POLITICS-KENYA:
Corrupt Officials May Escape Justice
Joyce Mulama
NAIROBI, Aug 3 (IPS) - This week's court ruling clearing former education minister George Saitoti of any wrongdoing in Kenya's Goldenberg scandal has raised fears that other key suspects may follow in Saitoti's footsteps and exonerate themselves from the scandal.
Handing its landmark ruling Aug. 2, Kenya's High Court said Saitoti should not be charged in connection with the Goldenberg scandal, the country's biggest financial fraud. Kenya lost close to one billion dollars in the scandal which involved a fake scheme for the export of gold and diamonds by a company called Goldenberg International.
Saitoti filed a suit in court seeking to have his name removed from a report of the Goldenberg Commission of Inquiry, which was investigating the scandal that took place in the early 1990s. Saitoti, who was vice president and finance minister at the time, was adversely mentioned in the report together with some senior colleagues of his in the government.
The ruling said Saitoti had acted according to procedure when he approved a payment to Goldenberg International. It also said that Attorney-General Amos Wako had cleared Saitoti of wrongdoing in a statement he had presented to parliament over a decade ago..
The court further ruled that all paragraphs that adversely mention Saitoti be removed from the report. ''Like guided missiles hit only the target, let this order have the same effect by hitting only the targeted paragraphs which are in relation to (Saitoti),'' said the order from the three-judge bench.
Established in 2003, the Goldenberg Commission of inquiry, led by Justice Samuel Bosire, handed over the report to the government early this year, after which Saitoti went to court. The report recommends, among other things, prosecution of those implicated in the corruption scandal.
Following the release of the report, public pressure ensued, prompting Saitoti to resign as education minister in the current administration.
The Goldenberg scandal falls among the massive corruption cases that have put President Mwai Kibaki under pressure to honour his pledge of fighting graft. He came to power December 2002 on an anti-corruption platform.
But with the quashing of the report, many see it as a setback to the fight against corruption, with fears simmering that other key persons mentioned in the report may follow in Saitoti's footsteps, and escape justice.
''The impact of the ruling is going to be very far reaching. Everybody else in the report will try to go to court.
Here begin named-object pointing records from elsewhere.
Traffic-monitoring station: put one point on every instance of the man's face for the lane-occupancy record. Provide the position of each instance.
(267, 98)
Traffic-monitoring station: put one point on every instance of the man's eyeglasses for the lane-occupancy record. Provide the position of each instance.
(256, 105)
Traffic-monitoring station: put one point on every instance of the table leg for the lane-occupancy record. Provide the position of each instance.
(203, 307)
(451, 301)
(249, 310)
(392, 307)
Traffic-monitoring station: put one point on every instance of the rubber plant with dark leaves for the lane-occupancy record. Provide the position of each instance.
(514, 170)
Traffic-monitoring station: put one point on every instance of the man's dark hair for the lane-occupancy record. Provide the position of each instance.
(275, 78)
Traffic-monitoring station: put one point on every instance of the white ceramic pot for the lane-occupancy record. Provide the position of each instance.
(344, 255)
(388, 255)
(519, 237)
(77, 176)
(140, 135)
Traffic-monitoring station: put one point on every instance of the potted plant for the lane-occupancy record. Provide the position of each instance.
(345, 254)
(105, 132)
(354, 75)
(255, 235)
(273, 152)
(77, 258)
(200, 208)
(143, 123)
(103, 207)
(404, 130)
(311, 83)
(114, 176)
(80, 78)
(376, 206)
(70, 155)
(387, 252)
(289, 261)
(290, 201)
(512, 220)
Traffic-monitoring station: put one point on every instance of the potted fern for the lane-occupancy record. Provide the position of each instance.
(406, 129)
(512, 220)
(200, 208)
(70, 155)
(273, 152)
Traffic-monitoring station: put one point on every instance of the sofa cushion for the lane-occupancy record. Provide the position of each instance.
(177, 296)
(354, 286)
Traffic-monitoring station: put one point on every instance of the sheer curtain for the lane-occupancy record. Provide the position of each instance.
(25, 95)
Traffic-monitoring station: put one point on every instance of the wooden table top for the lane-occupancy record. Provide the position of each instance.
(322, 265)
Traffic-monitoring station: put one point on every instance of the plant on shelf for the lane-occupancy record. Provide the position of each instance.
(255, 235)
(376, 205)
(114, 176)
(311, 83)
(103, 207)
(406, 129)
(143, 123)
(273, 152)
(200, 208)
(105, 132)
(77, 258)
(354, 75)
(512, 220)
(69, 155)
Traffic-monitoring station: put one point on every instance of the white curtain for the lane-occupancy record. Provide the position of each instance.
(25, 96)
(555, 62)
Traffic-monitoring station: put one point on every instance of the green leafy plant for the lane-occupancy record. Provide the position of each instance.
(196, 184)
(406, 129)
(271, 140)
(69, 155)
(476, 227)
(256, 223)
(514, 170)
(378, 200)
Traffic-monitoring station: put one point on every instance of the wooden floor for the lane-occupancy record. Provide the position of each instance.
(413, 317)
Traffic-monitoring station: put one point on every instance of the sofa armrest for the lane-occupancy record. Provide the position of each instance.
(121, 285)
The message this sends is that people can do anything and be able to get away with it,'' Maina Kiai, the chairperson of the Kenya National Commission on Human Rights, an independent governmentûappointed human rights watchdog, told IPS.
''Absolutely, the ruling will have ramifications on other Goldenberg-related cases,'' he stressed.
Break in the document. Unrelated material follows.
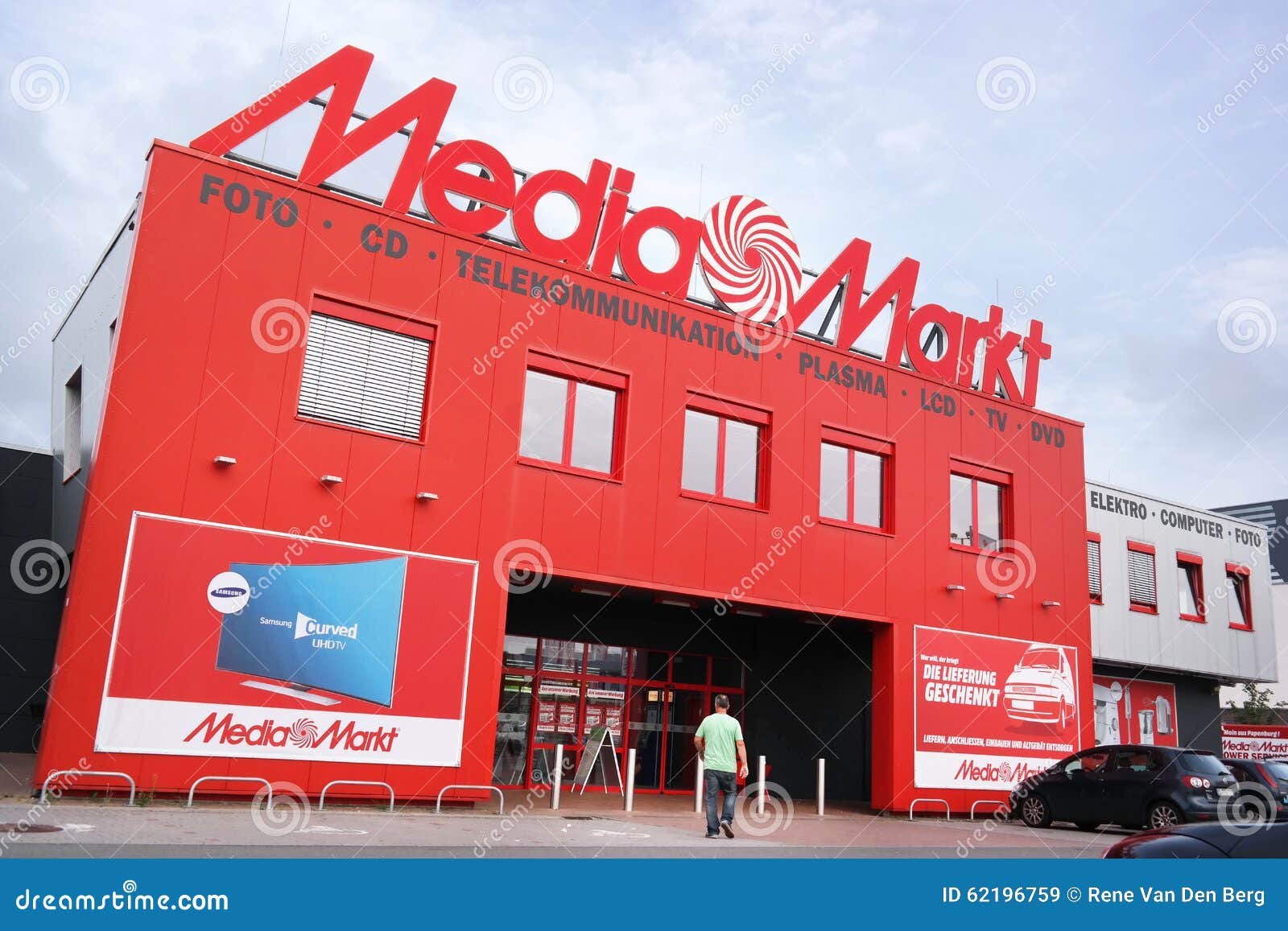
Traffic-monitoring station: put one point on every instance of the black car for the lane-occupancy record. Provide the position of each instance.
(1203, 841)
(1127, 785)
(1262, 791)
Already, Wilfred Koinange, former Treasury permanent secretary, has gone to court to have his name cleared from the scandal. He was also named in the report.
In addition, Eric Kotut, former Central Bank governor, has managed to temporarily prevent the government from arresting him in connection with the Goldenberg affair.
As fears over the implications of this week's ruling abound, the government says it is still studying the ruling. Martha Karua, the Justice and Constitutional Affairs minister, said Aug. 1 that Attorney-General Wako would study the ruling before advising the government on what course of action to take.
It remains to be seen how the government will handle the Goldenberg affair. So far, anti-graft groups do not want to discuss the matter. ''I do not want to make any comments on that,'' Nicholas Simani, the senior public relations officer at the Kenya Anti-Corruption Commission, told IPS. His organisation investigates corruption-related issues.
It's not the first time that recommendations of a government-appointed commission of inquiry have been challenged by a court of law.
Nicholas Biwott, a former minister in the regime of ex-president Daniel arap Moi, successfully challenged the recommendations of a judicial commission charged to investigate ethnic clashes that took place in 1992 and 1997 respectively. He got his name removed from the commission's report.
Chaired by Justice Akilano Akiwumi, the commission, appointed in 1998, handed its report to Moi in 1999, adversely mentioning Biwott.